Nick Nicholas’ answer to Does an equivalent of cursive exist in other alphabets?

Greek: there was a cursive modelled after Western cursive in the 19th/20th century. It fell out of use long before computers (I was never taught it in school); I have seen it in letters from the 50s.

The main differences to what you might expect: kappa looking like a <u>; pi as an omega with a loop (ϖ); tau as a tall slash; psi looking like a <y>.

Could Esperanto seriously become the lingua franca?

A2A by Rahul. Ah, Rahul. This hurts. Nick Nicholas’ answer to What is it like to be a kabeinto? What was it like to leave Esperantujo?

But, you asked.

The lingua franca? Of course not, not any more. There might have been a brief window with the League of Nations, maybe even the UN, but that’s long gone.

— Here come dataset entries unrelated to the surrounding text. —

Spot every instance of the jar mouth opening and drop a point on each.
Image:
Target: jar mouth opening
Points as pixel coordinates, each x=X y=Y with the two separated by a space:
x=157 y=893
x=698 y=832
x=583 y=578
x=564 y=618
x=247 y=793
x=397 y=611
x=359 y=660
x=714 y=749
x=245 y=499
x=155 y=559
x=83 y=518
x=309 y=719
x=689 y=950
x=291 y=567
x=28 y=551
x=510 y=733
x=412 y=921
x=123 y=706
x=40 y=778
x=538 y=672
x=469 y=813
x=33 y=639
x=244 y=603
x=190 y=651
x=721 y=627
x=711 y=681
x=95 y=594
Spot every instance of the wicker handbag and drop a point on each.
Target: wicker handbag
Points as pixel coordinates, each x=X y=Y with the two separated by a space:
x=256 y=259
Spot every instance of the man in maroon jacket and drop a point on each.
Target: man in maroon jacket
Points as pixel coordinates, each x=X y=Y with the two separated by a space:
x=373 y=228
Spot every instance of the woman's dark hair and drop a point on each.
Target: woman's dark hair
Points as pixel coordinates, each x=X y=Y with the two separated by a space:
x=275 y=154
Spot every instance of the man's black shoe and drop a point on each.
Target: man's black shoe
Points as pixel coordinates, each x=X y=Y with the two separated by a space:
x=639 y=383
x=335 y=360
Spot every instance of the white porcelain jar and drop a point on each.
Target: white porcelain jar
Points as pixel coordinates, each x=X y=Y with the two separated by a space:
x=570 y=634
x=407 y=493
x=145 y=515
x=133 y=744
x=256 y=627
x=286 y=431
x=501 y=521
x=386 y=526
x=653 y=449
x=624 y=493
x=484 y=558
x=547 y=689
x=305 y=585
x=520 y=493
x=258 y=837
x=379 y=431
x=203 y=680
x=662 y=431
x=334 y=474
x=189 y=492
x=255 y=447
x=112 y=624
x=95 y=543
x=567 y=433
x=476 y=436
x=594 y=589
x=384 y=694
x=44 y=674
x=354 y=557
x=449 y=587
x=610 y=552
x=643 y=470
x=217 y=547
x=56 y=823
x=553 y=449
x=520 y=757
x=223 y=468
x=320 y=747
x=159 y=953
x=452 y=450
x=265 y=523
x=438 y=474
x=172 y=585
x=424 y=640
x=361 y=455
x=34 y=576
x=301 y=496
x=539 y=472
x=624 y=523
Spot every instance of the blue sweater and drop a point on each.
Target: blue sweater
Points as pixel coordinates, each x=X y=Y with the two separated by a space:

It’s a lingua franca, but as the Rauma school (Raumism) have taken to calling it, it’s really more a self-selected diaspora language by now.

Let me turn this on its head though. When the Delegation for the Adoption of an International Auxiliary Language met in 1907 to decide which the right auxiliary language would be, Zamenhof was prepared to go along with what they decided. He was on the record more than once saying that he was not an Esperanto chauvinist: he was in it for an international language to enable peace in the world, and he didn’t mind whose language it was.

But the rank and file didn’t go along with that—especially once de Beaufront’s double cross was found out. And really, the only way Esperanto would be adopted as the lingua franca now, is if some group like the Delegation was able to impose it on a One World Government, and they’d certainly want to make that conditional on a bucket of reforms and tweaks.

Esperantists are now Esperanto chauvinists, because we’re involved in the language not so much for Zamenhof’s dream of a world language, but for the reality of the culture that has grown around the language. I wouldn’t give up the Esperanto as I know it, in exchange for an Esperanto Mark #2 being the lingua franca. I’m curious how many would.

By which languages was your native language influenced the most?

Modern Greek?

In terms of vocabulary, Italian (including Venetian), but not by much; toss-up between Italian and Turkish. Then Latin, then French, then English.

In terms of grammar, any significant influence was through the Balkan Sprachbund. A lot of the Sprachbund features originated in Greek (and we can tell through the history of Greek and Old Church Slavonic); but not all of it. It’s very hard to disentangle Albanian and Macedonian–Bulgarian as influences, so I won’t.

Are the characters in “reality” TV shows usually all real people, or are actors frequently used?

They are indeed real people, who interview for the privilege, rather than professional actors. The whole point, after all, is that “real people” are cheaper.

That doesn’t necessarily mean they are media innocents, of course, and I’m quite happy when I find they are not. There are people who have done repeat appearances in various reality shows. There are also bizarre outbursts of outrage in Australia, when participants on The Bachelor or Married At First Sight or The Block turn out to have been strippers or to have acted in ads. I’m actually relieved the latest Bachelorette in Australia was a former news anchor.